Methods: A prospective-cross-sectional study involved 600 healthy blood donor samples randomly collected from volunteer testing to demonstrate the presence of T. gondii antibodies, Elisa test was used to determine the presence of anti T. gondii IgG and IgM antibodies parasitemia, during the period from March 2013 to May 2013 The mean age of the blood donors was 32.85 years and the age range was between 18 and 62 years in the national blood transfusion center blood bank, Benghazi city.
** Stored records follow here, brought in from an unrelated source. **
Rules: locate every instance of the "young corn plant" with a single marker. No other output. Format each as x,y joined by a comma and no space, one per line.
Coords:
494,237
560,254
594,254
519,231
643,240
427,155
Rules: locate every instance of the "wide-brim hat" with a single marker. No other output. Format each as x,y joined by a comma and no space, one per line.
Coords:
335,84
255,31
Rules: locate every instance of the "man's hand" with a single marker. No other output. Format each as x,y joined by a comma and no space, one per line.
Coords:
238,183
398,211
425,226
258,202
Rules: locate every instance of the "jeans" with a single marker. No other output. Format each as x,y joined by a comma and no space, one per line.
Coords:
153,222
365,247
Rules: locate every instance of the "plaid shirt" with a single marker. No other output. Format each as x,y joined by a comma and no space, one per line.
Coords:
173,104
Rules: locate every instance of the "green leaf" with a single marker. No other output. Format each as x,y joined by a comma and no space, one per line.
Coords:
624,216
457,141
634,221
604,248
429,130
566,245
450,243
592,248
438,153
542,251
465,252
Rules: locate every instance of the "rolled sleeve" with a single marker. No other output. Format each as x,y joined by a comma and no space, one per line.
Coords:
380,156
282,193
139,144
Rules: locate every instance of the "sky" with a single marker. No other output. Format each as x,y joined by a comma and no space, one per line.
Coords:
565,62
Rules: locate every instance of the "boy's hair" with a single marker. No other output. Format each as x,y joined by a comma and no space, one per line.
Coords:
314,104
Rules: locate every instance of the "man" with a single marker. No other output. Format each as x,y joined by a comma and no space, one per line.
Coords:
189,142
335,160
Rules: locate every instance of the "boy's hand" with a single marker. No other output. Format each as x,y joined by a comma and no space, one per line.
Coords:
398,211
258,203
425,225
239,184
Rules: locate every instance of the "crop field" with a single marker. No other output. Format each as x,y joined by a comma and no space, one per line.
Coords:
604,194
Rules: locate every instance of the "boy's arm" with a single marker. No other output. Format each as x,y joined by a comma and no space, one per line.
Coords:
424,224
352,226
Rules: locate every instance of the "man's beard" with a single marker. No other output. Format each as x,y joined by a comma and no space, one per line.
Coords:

Results: The result revealed that the overall infected donor was 280 (46.7%) and the non-infected donor 320 (53.3%), only 98 (16.3%) of the 600 samples tested positive for acute toxoplasmosis, which is indicated by the presence of IgM antibodies. While 253 (42.2%) of the samples had chronic toxoplasmosis, which is only present when IgG antibodies are positive, with highly significant differences between them (p<0.01). In relation to the age group, the results showed high positive percentage samples, 30 (50%) in ELISA-IgG test at the age group of (40-51) years, whereas the lowest one was 7(31.2%) as noticed at the age group of (18-28) years. There was a significant difference between them (P=0.00). While ELISA-IgM showed variable results characterized by the presence of high percentage 3 (17.7%) at the age group of (18-28) years and the lowest 1 (10.5%) at the age group of (52-62) years, with a significant difference between them (P=0.00). With a high significant between them (P=0.00). There was no significant difference between them (P=0.485) Seroprevalence rate of T. gondii IgM level among 560 tested males donors was 95 (16.96%) and among 40 tested females donors was 3 (7.55%) with no significant difference between them IgG p=0.107 IgM p=.118. The frequencies of ABO blood group phenotypes, with respect to results of the serological test (positive IgG and/or IgM and negative) for anti-T. gondii antibodies do not demonstrate statistically significant differences IgG=P=0.243I; gM=p=P=0.112.
Conclusions: It is concluded that a high seroprevalence of T. gondii in healthy voluntary donors in Libya. As well as, it may be suitable to include screening investigation (ELISA) for T. gondii also in the pre-transfusion blood testing schedule.